Las defensoras advirtieron que la realidad en sus territorios no solo no ha mejorado, sino que se ha agravado en los últimos seis meses
Argenis Esquipulas/PORTAVOZ
En el marco de su Novena Asamblea, el Movimiento de Mujeres en Defensa de la Madre Tierra y Nuestros Territorios ha alzado la voz para denunciar la profunda crisis que atraviesan las comunidades indígenas y campesinas de Chiapas. Reunidas en el Centro Indígena de Capacitación Integral (CIDECI-Unitierra), mujeres provenientes de las regiones Costa, Altos, Selva, Norte y Zoque, así como hermanas de Campeche, trazaron un diagnóstico alarmante sobre el avance de la violencia, la descomposición social y los graves impactos de los megaproyectos en sus formas de vida.

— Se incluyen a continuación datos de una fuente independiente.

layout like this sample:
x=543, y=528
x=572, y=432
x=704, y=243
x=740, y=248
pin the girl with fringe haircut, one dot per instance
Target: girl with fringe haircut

En un pronunciamiento conjunto, las defensoras advirtieron que la realidad en sus territorios no solo no ha mejorado, sino que se ha agravado en los últimos seis meses, evidenciando un “colapso de la Madre Tierra” y un tejido social “cada vez más roto” por la confluencia de intereses del crimen organizado y políticas gubernamentales que calificaron como cómplices.
“Honramos y agradecemos con respeto, fuerza y alegría nuestra novena asamblea”, expresaron en su documento, reconociendo la hospitalidad de las compañeras de la zona Altos tseltal, tsotsil y valle de Jobel, así como la solidaridad de las hermanas de Campeche. Agradecieron a la vida y a la comunidad CIDECI-Unitierra por brindarles un espacio de cobijo para reflexionar, compartir y acordar cómo están y qué sigue en la lucha por la vida y la dignidad común.

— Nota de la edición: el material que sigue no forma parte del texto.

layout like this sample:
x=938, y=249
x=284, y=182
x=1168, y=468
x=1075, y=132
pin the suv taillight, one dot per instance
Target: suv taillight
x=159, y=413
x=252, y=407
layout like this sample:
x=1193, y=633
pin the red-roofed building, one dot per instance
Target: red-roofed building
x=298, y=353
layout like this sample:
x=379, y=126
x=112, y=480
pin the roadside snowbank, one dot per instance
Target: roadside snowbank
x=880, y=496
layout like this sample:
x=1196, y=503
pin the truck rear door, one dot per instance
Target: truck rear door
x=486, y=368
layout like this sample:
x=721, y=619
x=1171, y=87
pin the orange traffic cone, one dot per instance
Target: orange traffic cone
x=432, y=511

Sin embargo, el panorama que describen es desolador, “la realidad que se vive hoy en las diferentes regiones no ha cambiado mucho desde la última vez que nos reunimos hace seis meses; los problemas que hemos identificado han aumentado”, señalaron. El colapso ambiental y social avanza de la mano: los enfrentamientos por el control territorial entre grupos del crimen organizado y los “malos gobiernos” han fracturado la vida comunitaria, mientras el consumo de drogas y alcohol entre jóvenes y jóvenas crece sin freno, a esto se suma la “desorganización social”, alimentada por el individualismo que impulsan los proyectos gubernamentales y la creciente desconfianza que genera la violencia.
La asamblea visibilizó un escenario de violencia generalizada que va desde lo cotidiano hasta lo sistemático, en la región Costa, las mujeres describieron un entorno devastado por el calor extremo y la sequía que ha alterado los ciclos de lluvia, mientras los apagones eléctricos se han vuelto constantes, pero lo más grave, advirtieron, es el “abuso del poder, el engaño y la corrupción de funcionarios y autoridades”.
El alcoholismo y la drogadicción, denunciaron, “no para y hay mucha violencia en las casas”, en los últimos años, el tejido social se ha resquebrajado al grado de que “no se deja de hablar en el cotidiano de feminicidios y secuestros de niñas y niños”. Las jóvenes, señalaron, están cayendo en la prostitución y los embarazos a temprana edad, mientras que los jóvenes “arruinan su vida en el alcohol y las drogas”, los programas gubernamentales, en lugar de ayudar, son percibidos como un lastre: “Jóvenes Sembrando Futuro no ayuda sino perjudica más”.
La crisis económica agrava la situación, “los desafíos cada vez son más complicados por la falta de trabajo e ingresos para tener lo básico, que es el alimento y la salud”, afirmaron. Los altos costos de la canasta básica, el aumento de enfermedades y la falta de comunicación familiar, agravada por el alcoholismo y el uso de celulares, han provocado peleas, divorcios, individualismo y una “destrucción del tejido social” que parece irreversible.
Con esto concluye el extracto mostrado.